Placental vitamin D receptor (VDR) expression is related to neonatal vitamin D status, placental calcium transfer, and fetal bone length in pregnant adolescents

Bridget E. Young, Elizabeth M. Cooper, Allison W. McIntyre, Tera Kent, Frank Witter, Z. Leah Harris, Kimberly O. O'Brien*

*Corresponding author for this work

Research output: Contribution to journalArticlepeer-review

22 Scopus citations

Abstract

The purpose of the study was to identify determinants of placental vitamin D receptor (VDR) expression and placental calcium (Ca) transfer among pregnant adolescents.
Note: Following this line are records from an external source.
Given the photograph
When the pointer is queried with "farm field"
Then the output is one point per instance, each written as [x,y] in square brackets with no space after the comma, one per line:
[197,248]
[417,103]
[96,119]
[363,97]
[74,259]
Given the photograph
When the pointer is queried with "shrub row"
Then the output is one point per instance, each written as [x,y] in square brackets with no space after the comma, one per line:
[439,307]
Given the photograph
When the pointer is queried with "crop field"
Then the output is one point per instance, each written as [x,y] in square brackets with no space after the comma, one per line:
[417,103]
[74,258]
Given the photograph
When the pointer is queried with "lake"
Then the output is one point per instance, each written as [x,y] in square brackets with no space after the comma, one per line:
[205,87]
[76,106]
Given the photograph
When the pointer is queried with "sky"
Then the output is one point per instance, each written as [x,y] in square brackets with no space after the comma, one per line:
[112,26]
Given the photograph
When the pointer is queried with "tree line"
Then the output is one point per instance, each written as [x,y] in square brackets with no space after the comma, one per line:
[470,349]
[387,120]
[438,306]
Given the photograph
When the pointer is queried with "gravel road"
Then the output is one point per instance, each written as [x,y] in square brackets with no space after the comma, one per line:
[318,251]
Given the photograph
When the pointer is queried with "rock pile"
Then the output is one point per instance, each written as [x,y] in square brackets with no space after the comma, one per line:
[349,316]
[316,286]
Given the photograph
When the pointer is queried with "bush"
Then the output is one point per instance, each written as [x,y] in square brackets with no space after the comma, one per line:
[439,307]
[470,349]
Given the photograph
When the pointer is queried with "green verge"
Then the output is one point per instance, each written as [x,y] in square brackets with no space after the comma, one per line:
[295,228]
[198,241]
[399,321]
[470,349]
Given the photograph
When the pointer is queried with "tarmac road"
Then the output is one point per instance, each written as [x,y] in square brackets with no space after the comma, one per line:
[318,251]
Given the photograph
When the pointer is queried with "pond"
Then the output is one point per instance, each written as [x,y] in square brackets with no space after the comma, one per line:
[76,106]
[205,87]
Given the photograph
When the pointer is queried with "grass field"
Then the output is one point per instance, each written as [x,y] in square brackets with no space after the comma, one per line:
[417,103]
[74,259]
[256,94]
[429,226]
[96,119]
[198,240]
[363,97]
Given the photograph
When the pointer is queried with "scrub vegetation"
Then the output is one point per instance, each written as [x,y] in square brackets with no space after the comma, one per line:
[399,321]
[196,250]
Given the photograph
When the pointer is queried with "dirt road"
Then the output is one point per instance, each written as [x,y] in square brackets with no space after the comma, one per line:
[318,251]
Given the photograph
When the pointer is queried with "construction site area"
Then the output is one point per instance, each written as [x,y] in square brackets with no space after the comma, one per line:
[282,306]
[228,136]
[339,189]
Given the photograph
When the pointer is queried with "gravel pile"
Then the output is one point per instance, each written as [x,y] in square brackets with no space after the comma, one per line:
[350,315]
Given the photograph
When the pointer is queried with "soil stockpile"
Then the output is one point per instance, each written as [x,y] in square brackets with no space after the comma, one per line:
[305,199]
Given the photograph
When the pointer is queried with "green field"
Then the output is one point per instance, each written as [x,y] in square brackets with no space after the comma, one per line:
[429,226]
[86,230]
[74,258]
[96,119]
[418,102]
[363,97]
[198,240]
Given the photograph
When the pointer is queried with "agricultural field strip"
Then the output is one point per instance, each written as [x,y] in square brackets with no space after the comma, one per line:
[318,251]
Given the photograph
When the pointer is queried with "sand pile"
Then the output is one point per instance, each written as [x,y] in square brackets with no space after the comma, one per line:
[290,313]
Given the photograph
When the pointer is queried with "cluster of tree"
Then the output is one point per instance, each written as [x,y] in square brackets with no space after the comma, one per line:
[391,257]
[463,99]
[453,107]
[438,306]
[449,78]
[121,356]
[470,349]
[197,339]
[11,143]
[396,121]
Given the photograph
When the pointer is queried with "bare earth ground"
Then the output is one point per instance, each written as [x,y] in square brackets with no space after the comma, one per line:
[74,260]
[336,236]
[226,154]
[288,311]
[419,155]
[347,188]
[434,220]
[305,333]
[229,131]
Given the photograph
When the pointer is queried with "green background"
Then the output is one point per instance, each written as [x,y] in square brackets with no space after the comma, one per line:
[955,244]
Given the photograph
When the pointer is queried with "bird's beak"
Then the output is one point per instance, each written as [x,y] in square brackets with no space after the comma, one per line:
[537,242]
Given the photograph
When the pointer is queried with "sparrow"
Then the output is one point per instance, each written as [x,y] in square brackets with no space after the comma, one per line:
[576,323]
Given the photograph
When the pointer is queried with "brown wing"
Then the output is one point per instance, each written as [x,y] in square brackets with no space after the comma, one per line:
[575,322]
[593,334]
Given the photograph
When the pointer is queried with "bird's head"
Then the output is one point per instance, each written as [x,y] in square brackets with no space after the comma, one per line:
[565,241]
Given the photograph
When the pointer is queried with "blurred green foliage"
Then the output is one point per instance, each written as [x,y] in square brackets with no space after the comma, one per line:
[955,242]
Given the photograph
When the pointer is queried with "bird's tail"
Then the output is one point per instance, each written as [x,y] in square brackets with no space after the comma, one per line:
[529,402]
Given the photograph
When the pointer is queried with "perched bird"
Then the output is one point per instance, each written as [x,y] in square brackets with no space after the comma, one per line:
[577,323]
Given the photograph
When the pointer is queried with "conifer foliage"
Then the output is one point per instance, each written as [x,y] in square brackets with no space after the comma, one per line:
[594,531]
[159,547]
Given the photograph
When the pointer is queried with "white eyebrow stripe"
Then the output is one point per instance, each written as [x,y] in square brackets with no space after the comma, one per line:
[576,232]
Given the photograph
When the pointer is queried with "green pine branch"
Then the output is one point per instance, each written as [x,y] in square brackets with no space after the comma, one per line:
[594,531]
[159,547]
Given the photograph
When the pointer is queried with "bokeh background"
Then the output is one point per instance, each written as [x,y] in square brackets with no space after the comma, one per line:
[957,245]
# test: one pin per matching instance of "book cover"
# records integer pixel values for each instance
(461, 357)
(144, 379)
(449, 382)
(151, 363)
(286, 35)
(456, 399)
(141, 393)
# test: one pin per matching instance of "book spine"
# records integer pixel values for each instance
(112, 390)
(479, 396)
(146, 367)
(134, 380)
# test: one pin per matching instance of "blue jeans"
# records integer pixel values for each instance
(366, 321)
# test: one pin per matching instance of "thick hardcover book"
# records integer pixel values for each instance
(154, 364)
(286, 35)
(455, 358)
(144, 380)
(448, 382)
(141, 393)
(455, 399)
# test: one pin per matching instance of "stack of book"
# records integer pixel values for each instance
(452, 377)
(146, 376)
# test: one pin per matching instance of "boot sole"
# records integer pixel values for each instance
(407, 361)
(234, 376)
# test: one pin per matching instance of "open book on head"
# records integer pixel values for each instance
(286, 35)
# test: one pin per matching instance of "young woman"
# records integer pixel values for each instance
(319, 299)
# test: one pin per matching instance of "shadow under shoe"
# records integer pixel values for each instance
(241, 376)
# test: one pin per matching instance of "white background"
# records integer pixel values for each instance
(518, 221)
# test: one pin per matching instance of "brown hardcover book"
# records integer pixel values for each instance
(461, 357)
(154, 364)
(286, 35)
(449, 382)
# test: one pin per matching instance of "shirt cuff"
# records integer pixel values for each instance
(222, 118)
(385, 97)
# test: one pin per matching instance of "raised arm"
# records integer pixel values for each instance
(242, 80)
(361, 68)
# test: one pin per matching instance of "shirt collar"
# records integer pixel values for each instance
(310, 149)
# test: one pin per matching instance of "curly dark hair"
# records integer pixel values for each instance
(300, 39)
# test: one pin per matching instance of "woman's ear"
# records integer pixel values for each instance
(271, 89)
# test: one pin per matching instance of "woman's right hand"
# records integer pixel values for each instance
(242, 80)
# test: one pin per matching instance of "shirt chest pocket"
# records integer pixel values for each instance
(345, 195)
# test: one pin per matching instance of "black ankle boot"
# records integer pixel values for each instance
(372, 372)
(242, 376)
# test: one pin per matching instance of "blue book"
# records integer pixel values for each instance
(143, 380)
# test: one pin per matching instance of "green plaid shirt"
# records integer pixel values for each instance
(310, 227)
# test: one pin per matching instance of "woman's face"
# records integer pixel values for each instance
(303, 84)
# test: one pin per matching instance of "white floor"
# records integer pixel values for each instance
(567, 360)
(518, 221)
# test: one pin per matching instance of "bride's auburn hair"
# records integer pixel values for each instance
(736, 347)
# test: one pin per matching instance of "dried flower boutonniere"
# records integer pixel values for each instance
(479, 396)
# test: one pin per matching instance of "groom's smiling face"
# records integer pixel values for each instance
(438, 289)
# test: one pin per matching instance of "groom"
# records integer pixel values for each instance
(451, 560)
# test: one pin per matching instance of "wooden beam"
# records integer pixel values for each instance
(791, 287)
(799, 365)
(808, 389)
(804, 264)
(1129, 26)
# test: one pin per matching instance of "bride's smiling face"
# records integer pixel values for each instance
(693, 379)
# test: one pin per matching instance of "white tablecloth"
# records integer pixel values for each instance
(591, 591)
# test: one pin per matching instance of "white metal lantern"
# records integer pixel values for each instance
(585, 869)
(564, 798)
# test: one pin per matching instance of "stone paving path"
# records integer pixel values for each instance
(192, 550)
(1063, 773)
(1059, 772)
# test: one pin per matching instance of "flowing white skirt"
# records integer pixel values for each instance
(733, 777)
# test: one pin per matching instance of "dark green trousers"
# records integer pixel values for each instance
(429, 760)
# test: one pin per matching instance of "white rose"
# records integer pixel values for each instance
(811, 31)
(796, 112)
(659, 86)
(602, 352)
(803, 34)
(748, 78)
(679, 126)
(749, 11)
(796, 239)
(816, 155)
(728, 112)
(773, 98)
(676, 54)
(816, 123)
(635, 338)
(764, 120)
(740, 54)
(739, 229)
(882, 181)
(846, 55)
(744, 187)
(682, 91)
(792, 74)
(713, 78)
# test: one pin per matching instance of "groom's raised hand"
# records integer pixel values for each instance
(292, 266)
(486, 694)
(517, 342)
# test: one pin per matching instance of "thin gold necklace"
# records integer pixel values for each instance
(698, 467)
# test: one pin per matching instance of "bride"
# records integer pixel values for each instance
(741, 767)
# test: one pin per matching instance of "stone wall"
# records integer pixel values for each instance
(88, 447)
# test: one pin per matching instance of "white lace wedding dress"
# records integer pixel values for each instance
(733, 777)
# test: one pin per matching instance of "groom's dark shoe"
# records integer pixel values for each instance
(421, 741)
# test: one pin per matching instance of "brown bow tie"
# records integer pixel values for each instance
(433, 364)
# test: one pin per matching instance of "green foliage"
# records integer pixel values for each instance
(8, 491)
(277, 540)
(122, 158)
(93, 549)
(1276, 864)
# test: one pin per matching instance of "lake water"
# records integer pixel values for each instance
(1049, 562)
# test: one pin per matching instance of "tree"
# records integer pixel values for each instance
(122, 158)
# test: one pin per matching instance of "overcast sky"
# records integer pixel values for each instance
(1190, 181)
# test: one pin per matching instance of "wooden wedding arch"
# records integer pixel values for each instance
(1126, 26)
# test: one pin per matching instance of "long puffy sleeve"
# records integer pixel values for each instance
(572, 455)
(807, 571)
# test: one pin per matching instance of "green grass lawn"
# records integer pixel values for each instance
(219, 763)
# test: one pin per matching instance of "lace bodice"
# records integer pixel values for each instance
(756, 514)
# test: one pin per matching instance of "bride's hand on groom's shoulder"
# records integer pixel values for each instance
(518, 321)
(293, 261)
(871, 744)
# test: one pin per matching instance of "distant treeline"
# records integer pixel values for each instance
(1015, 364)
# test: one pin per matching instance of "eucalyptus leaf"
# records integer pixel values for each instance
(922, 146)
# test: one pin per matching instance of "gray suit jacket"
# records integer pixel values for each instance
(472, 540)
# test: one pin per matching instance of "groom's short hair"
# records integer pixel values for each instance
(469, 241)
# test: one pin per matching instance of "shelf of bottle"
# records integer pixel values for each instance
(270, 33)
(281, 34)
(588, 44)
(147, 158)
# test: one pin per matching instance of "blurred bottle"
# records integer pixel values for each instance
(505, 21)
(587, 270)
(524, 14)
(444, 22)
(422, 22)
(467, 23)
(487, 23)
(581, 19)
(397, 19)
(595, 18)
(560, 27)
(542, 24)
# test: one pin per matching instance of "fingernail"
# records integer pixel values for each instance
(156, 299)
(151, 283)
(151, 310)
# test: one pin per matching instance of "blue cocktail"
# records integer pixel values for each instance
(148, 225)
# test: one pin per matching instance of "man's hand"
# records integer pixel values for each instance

Placental tissue was obtained in 94 adolescents (≥18 yr) at term. In 12 of these teens, stable Ca isotopes were given intravenously ( 42Ca) and orally (44Ca) early in labor. Placental VDR expression was assessed via Western blot and validated by RTPCR. Maternal-to-fetal Ca transfer was calculated as the enrichment in cord blood at delivery relative to maternal serum enrichment 2 h postdosing. Isotopic study outcomes were examined in relation to fetal long bone length, placental VDR, serum 25-hydroxyvitamin D [25(OH)D], 1,25-dihydroxyvitamin D [1,25(OH) 2D], and parathyroid hormone (PTH) in maternal circulation and cord blood at delivery. Placental VDR expression was inversely associated with neonatal 25(OH)D (P=0.012) and positively with neonatal 1,25(OH)2D (P=0.006). Placental VDR was a positive predictor of fetal femur length Z score (P=0.018; R2=0.06) and was positively correlated with maternal-to-fetal transfer of intravenous 42Ca (P=0.004; R2=0.62). The fetus may regulate placental VDR expression given the significant associations with neonatal vitamin D metabolites. The association between placental VDR and fetal long bone length may indicate a role for VDR in fetal bone development, potentially by mediating transplacental Ca transfer.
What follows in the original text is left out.